Ricardo laughs and switches to French. “Getting bored mostly,” he tells me.

“Why are you here? In case of accidents?” I ask.

He nods. “Just in case. It’s a legal requirement. But nothing ever happens, so I listen to the radio, I chat to people, I practice my English …” He adds an amiable wink at the end. “I like your leathers,” he says again. “They’re very nice. I miss my bike.”

I frown at him. Some deep down instinct tells me that he’s hitting on me. And then, all available evidence tells me that he really isn’t. “Do straight men have leather fetishes?” I wonder.

He sighs and looks out of the windscreen. His radio crackles indecipherably.

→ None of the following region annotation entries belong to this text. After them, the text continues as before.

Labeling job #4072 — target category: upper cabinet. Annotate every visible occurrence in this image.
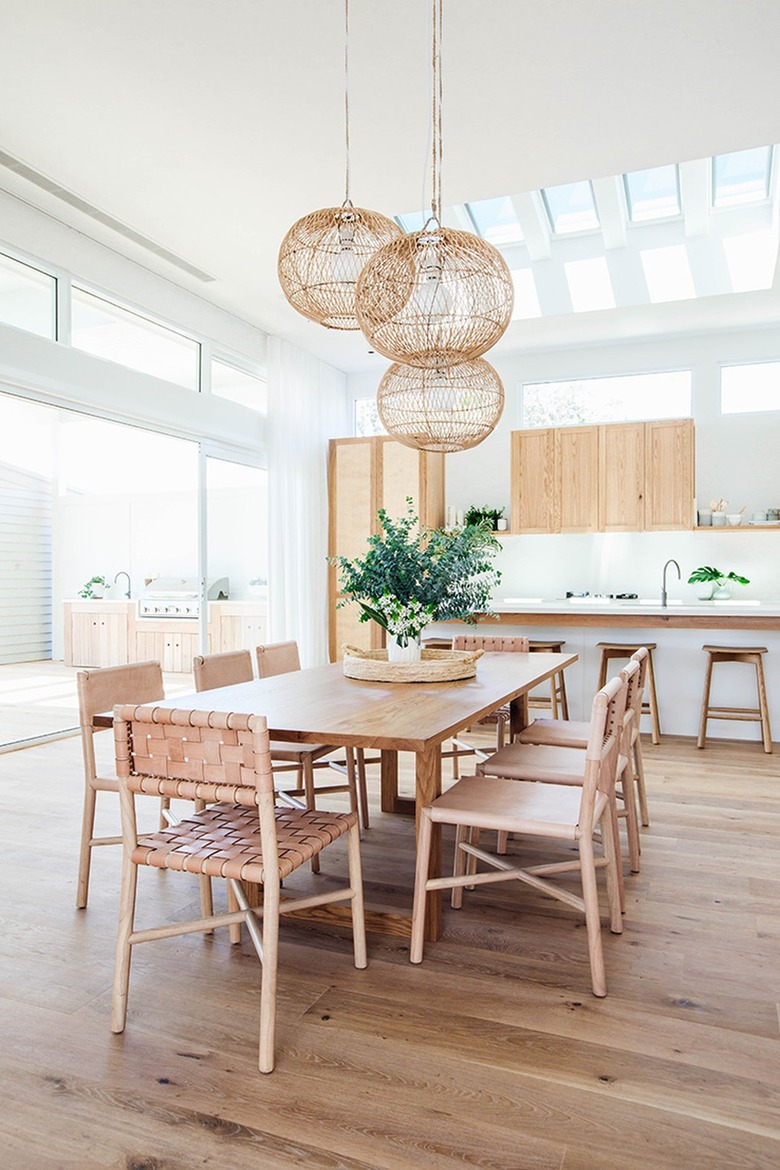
[512,419,693,532]
[327,435,444,661]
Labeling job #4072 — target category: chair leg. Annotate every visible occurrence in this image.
[555,670,568,720]
[600,810,626,935]
[633,736,650,827]
[258,882,279,1073]
[346,825,368,970]
[450,825,475,910]
[696,654,712,748]
[303,756,320,874]
[755,654,772,755]
[621,752,642,874]
[111,856,138,1032]
[648,653,661,743]
[76,784,97,910]
[580,833,609,998]
[409,808,434,963]
[356,748,371,828]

“They’re starting,” he says, reaching for the door handle. “Shall we go watch?”

I shrug. “Why not?”

As we walk down the hill, I lose my footing in the snow and Ricardo grabs my elbow and steadies me. I smile at him in thanks and he winks, making me blush. At the roadside we join the policeman and the steward and three other people who have appeared on the opposite side of the road, I’m not sure where from.

“I like these races better,” Ricardo says, peering down the hill towards Guillaumes. “The vintage ones.”

I nod. “Oh, it’s old cars? Classic cars?” I say. “Cool!” The air is cold. I can see my breath rising, but the sun is warm and heats the front of my bike gear like a solar panel. “Are you French?” I ask.

Ricardo tips his head sideways. “Why?” he asks.

I shrug. “The name, I guess… Sounds kind of Italian. And something about your accent.”